That's a lot of data items (but see extensions in a moment) to reference for your personal jotter, but for databases, especially modern ones (in the trillions of records, I believe), it's not enough.
Simple: use a bigger refsize.
An 8-byte Int64 goes from 1 to 9, 223,372, 036,854, 775,807 or 9 million million million, aka 9 million trillion... so that should keep database enthusiasts happy for a while.
And that's just the number of refs (record ID's) available.
Data Capacity
The data capacity of an A4 (or Aurora) store is the (max) record count x the datalen, how many bytes of data per record.
So if we were restricted to 10 records of 16 bytes each, that would be a data capacity of 160 bytes.
Not all will be used, but we need to get into extensions for that.
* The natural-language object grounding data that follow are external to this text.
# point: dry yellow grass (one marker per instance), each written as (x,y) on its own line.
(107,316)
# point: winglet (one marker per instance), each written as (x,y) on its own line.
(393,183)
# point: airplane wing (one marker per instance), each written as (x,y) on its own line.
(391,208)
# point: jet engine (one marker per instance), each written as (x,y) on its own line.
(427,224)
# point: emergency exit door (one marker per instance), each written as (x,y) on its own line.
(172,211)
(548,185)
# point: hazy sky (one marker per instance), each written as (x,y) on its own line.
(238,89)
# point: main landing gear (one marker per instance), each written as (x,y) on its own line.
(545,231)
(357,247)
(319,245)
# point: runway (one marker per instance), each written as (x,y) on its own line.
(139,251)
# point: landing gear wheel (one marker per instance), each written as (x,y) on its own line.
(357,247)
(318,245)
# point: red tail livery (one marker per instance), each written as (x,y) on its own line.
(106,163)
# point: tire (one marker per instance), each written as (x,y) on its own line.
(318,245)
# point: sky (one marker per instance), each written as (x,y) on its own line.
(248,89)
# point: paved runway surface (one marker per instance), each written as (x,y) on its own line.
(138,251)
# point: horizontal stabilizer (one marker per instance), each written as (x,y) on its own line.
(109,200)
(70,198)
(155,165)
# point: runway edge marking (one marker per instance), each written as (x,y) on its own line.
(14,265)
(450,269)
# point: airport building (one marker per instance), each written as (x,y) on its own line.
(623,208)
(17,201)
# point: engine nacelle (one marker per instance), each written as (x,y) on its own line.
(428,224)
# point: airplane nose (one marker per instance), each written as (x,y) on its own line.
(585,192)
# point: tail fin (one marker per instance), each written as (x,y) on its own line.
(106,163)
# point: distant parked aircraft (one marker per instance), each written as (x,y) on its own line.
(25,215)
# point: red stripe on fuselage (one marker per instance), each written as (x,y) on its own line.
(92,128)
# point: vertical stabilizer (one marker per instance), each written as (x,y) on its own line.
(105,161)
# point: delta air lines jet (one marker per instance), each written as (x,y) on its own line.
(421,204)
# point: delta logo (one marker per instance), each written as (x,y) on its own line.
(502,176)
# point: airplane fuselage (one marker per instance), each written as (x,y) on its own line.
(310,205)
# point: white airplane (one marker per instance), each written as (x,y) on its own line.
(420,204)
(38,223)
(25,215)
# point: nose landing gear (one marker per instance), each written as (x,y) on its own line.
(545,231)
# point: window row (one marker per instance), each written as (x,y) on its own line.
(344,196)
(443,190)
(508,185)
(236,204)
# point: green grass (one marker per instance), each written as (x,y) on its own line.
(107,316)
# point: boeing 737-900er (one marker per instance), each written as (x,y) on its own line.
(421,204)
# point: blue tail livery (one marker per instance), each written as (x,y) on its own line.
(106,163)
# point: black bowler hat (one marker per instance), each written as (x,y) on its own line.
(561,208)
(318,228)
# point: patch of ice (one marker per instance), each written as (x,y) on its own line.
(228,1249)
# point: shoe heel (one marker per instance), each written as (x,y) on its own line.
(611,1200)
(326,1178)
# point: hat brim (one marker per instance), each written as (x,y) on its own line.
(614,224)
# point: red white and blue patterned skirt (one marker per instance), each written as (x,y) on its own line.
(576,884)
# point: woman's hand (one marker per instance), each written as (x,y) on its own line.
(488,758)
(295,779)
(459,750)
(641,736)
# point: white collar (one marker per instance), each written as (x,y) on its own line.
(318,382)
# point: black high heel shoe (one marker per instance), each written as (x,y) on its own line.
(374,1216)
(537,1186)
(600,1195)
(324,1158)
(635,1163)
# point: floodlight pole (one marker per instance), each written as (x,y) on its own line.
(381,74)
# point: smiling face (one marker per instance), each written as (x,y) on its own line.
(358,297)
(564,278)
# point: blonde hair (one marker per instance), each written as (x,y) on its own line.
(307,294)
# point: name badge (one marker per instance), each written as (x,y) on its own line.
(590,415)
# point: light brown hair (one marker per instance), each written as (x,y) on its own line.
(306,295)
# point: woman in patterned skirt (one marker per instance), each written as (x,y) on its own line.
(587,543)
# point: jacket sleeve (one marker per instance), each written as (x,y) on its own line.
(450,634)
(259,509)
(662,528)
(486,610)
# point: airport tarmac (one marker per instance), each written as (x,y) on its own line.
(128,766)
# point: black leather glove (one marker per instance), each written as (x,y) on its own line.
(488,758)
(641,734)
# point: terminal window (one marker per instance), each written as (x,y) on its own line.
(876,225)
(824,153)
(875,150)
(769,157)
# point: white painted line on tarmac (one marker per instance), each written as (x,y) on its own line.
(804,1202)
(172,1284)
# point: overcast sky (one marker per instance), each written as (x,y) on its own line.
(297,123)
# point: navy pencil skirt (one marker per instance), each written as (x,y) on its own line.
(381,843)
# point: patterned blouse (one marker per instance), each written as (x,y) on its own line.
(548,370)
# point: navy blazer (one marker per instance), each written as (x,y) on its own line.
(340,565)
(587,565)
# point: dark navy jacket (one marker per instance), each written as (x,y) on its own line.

For a standard A4 file, our capacity is of the order of 2 billion records x 16 bytes, or 32 billion bytes, aka 32 gig (loosely, depending on if you think of a gig as 1 billion bytes exactly, or its proper definition).
The strict calculation would be Int32.MaxValue x 16 bytes =Â 34,359,738,352 bytes, approx 34 billion bytes.
That should cover a few names, addresses, and a selfie or two.
Bulk Data
If you know you're going to be storing bulk data - lots of images and just a simple declaration record occasionally, then it makes sense to use a larger gauge, while keeping to the convenient Int32 (4 byte) refs.
So you might go to 4x1000, 4x1024, 4x1000,000, whatever suits, and the capacity will be 2 billion x the datalen you have chosen, where datalen is 1000 - 4 = 996, for a 4x1000 gauge.
Extension Records
Let's finally mention the obvious: if the data you want to store is longer than one record, you're going to want to wrap it across multiple records.
So the {gExtn} type is declared such that for data requiring four records, and storing for example a {gString}, you'll have four records in sequence, of type:
{gString}, {gExtn}, {gExtn}, {gExtn}
Reading Records
To read a record (say: ID 27) you'll read the singleton record at the calculated offset for record 27 (ie: the 20 bytes) but you'll also keep reading to see if the next record (28) is an extension.
This sounds inefficient, but in practice reading is carried out with 'buffers' so even if you only want to read 16 bytes, the operating system will read eg: 1024 bytes, so it's then a simple matter to read the already-retrieved-buffer to check for extension records.
We're not going to dive into actual implementation in this walkthrough of the concepts. It should be pretty clear.
It is, after all, by design, a very simple protocol.
Easy to get right. Easy to comply with.